I’m always saying that EA is badly run, but I rarely go into specifics. This week I break it down and explain why the EA leadership isn’t just doing things that make some customers angry, they’re actually making bad overall business decisions that are costing them hundreds of millions of dollars.
This might be my longest Escapist column to date. At 2,000 words, it’s almost double my usual target. And even at that, there were a few points I ended up cutting from the final work. I cut these because I thought it was important to stick to the clinical, business-type stuff and not the usual EA hot-topic issues. However, here are a couple more points that might be worth mentioning. Just tack these onto the end of the list in the article:
5. Mandating (or allowing) harsh work environments
I’ve done crunch mode in the past, and I know there are diminishing returns to what you can get from creative people. Making games is not like making Sarah Lee baked goods and it’s not like working on an automobile assembly line. It’s creative work, and you can’t force that sort of thing. When you force a 3D artist to work 70 hour weeks, there’s going to be a massive fall-off in their output at some point. The point of diminishing returns is going to be different for everyone, but once you hit that point you can work a lot more hours and get very little extra work. If I’ve only got 50 hours of creativity in me, then working 70 hours is not going to make me more creative. I’ll work those extra 20 hours and accomplish just a few more hours of actual work, and that work will be more error-prone than the stuff that came before. If I’m a programmer, those errors are called software bugs.
Crunch mode can work in short bursts. If the team is getting excited and drawing near the finish line, you can use that enthusiasm to propel the project over the finish line. But enthusiasm is like adrenaline. In permanent crunch, you’re not capitalizing on enthusiasm, you’re destroying it.
You end up taking a massive hit on morale, diminishing the quality of the work, and getting only slightly more productivity in return. Even worse, if you’re a release-schedule and hit-driven company, running in eternal crunch mode means you can’t modulate development speed. If you’re in early October and you realize they game needs another month of work, you can’t go into crunch mode and get a month of work done in a couple of weeks so you can hit that Christmas release window. You can’t speed up development because everyone is already working at capacity. Everyone is already burned out, haggard, and in a bad mood. They don’t have anything left to give.
The fact that we keep hearing these horror stories about 80 hour work weeks shows that the people at the top of EA do not understand software development. This is a serious shortcoming in people running a software company.
6. High prices
I’ve covered this before in other columns and blog posts, but the big point-and-laugh moment in this argument was when Origin Boss claimed that Steam Sales “Cheapen Intellectual Property”. Now, he gets a bit of wiggle room because it’s not clear what he means by “cheapen”. But in any case, the public reaction to this was pretty universal: This man has no idea what he’s talking about.
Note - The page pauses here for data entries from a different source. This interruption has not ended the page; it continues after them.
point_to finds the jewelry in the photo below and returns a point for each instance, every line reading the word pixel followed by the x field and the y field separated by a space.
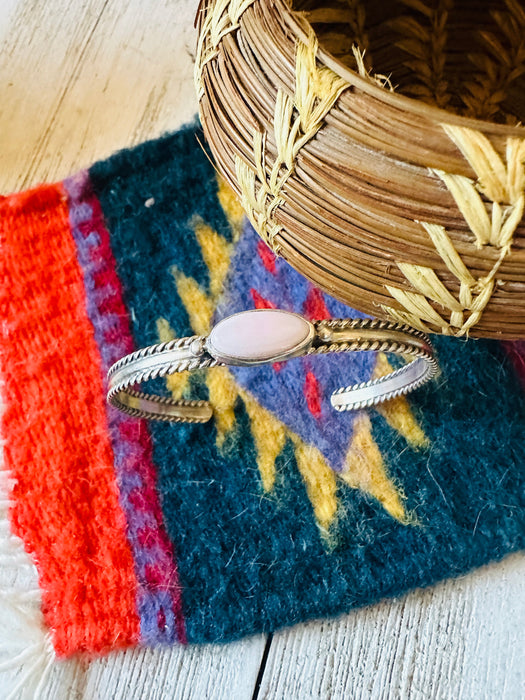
pixel 257 337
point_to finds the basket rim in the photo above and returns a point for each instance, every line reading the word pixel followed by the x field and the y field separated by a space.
pixel 391 97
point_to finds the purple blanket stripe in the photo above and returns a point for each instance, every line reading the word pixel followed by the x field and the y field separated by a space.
pixel 159 595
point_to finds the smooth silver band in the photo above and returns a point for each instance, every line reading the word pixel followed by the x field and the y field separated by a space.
pixel 338 335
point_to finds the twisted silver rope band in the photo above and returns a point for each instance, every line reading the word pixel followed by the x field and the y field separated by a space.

I’m not the best test case because I sometimes get review copies (less so these days, alas – you kind of have to invest some time to maintain your relationships with companies to keep those coming) and occasionally someone gifts me titles, but I’m sure I’ve spent many times as much money under the $40 price point as I have above it. A lot of other people report the same thing.
This point is hard to prove – which is why I left it out of my column – but I think that the Steam pricing model is probably really close to optimal: Begin at $60, and ratchet the price down as sales fall off. When you drop the price, do it in little rollercoaster dips. Drop from $60 to $40 for a weekend sale, then back up to the new $50 price point. Hold it there until everyone who wants it for $50 has it, and then do another dip down to $35 to hit the $40 plateau. There’s all kinds of consumer psychology at work here and even some slimy Skinner-box stuff at work. You can argue you don’t like this kind of “manipulative” pricing, but if someone at EA asked me how to make more money without spending more, this would be my #1 suggestion.
This column is part one of a massive two-part article analyzing what’s wrong with EA. In a rare case of being ahead of the curve, I had both columns basically done at the end of last week. Then yesterday the EA CEO John Riccitiello resigned, which threw a monkeywrench into the whole thing. I had to edit today’s column and re-work the one for next week. I’d left Riccitiello’s name out of the piece because I didn’t want people to think I was making it personal. But if I’d included his name it would have made the column extra topical.
Drat the luck. I’m sure he resigned now just to annoy me.
One final note is that yes, a lot of this was inspired by the TUN video on BioWare and EA.
Someone even linked him in the comments at the Escapist. One of my goals of this article was to take his thesis for BioWare and apply it to the corporation as a whole.